Metió el casete compacto en el reproductor que le habían dado como regalo de bodas. Por toda la primera planta se escuchaban los violines, los cuales parecían adaptar su canto a los pasos de Benita mientras esta barría la sala. Las cejas ya no se unían en contrariedad y su boca se permitía momentáneamente sonreír. Posando su mano en el vientre, sentía la música impregnar cada parte del bebé que llevaba consigo. Pero se sentía sola. El aire de las montañas no era tan maravilloso, porque incluía una peste de zancudos y ratas contra las que había luchado desde que se mudaron. No podía hacer nada sin el permiso de su esposo, y este rara vez estaba en casa. Ese día volvió un poco antes de la caída del sol.


—Apaga esa música, se oye desde el patio dijo apenas entró por la puerta.

Benita lo miró sin inmutarse. No traía el uniforme de piloto y olía a alcohol. Se acercó al reproductor y bajó ligeramente el volumen, pero el crescendo era palpable. Su esposo ya había llegado a la silla del comedor y se había desplomado sobre esta. Cubrió su rostro con una mano y dejó caer ruidosamente la otra sobre la mesa.
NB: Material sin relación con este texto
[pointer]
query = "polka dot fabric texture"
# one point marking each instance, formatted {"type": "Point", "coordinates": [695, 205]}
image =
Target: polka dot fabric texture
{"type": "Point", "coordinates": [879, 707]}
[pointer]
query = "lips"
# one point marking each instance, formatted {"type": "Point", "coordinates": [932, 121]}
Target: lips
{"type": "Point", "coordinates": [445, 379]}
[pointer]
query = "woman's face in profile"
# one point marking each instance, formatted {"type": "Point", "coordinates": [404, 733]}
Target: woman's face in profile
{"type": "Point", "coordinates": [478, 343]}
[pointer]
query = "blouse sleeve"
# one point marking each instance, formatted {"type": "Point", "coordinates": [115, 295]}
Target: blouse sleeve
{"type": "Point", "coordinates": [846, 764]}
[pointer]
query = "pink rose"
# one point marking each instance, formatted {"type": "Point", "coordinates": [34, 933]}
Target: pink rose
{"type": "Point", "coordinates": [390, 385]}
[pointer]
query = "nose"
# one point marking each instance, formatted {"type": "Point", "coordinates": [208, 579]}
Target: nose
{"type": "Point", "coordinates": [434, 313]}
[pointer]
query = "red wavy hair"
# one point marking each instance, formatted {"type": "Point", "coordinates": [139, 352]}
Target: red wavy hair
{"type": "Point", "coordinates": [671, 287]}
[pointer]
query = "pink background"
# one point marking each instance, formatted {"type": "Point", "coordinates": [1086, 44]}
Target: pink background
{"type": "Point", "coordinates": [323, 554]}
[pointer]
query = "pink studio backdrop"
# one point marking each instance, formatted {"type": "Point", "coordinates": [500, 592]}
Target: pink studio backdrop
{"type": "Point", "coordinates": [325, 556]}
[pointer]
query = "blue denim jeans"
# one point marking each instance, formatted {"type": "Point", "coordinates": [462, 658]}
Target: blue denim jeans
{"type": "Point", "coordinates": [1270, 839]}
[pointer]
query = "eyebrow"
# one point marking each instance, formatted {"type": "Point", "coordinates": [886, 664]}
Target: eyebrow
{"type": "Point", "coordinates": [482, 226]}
—Te dije…que apagaras eso Abrió los ojos y vio directamente a su esposa.

—¿Se puede saber dónde has estado estos dos días? respondió esta, sin titubear.

Se miraron por unos segundos. Él sabía que no tenía sentido evadir el tema, pues la respuesta era la misma que en anteriores veces. De todas formas, respondió:

—Última vez que te lo digo. Apaga esa música de una vez hablaba de manera pausada mientras sacaba el cinturón de su pantalón, sin romper el contacto visual. La pequeña Marina irrumpió en la escena sin tener idea de lo que sucedía.

—Marina, sube a tu cuarto y cierra la puerta dijo Benita con los ojos bien abiertos y la respiración agitada. El latir de su corazón igualaba el sonido de los violines en volumen y tempo.


La niña subió las escaleras sin entender, pero sabía que no debía replicar. También sabía que al llegar a la habitación debía cerrar la puerta y solo abrirla cuando su madre viniera a verla, pues significaba que su padre se había quedado dormido. Ella no lo recordaría, pero esta sería la última vez que debía pasarle la llave a su puerta. Esa noche, luego de que Manolo le dejara la marca del cinturón a un costado de su barriga, Benita tomó su decisión. Aprovechando que su esposo había vuelto al bar, hizo una maleta para ella y Marina. Subió al baño y tomó las tijeras del cajón. Se amarró su cabello en una cola de caballo y, con la mirada fija en su reflejo, cortó por encima del elástico. Al volver, Manolo encontró la cola de caballo sobre la mesa, junto con el anillo de Benita.


—¡Chacho! Devuélveme el walkman o te acuso con mi mamá Marina extendió la mano hacia su hermano menor.

—Tú no me mandas, ¡ña-ña-ña-ña-ña!-respondió este sacando la lengua, burlándose de su hermana.

—Chacho, Marina, dejen de pelear. El walkman me lo quedo yo. Ahora recojan todo esto y vayan a la sala, la abuela los estaba llamando le dijo Benita a sus hijos sonriendo.


Los niños recogieron los juguetes y salieron corriendo de la habitación, llamando a su abuela para que decidiera quién tenía razón. Benita tomó el walkman, introdujo la cinta y se colocó los audífonos. Llevó instintivamente las manos a su nuca, pero no había ningún moño que desatar.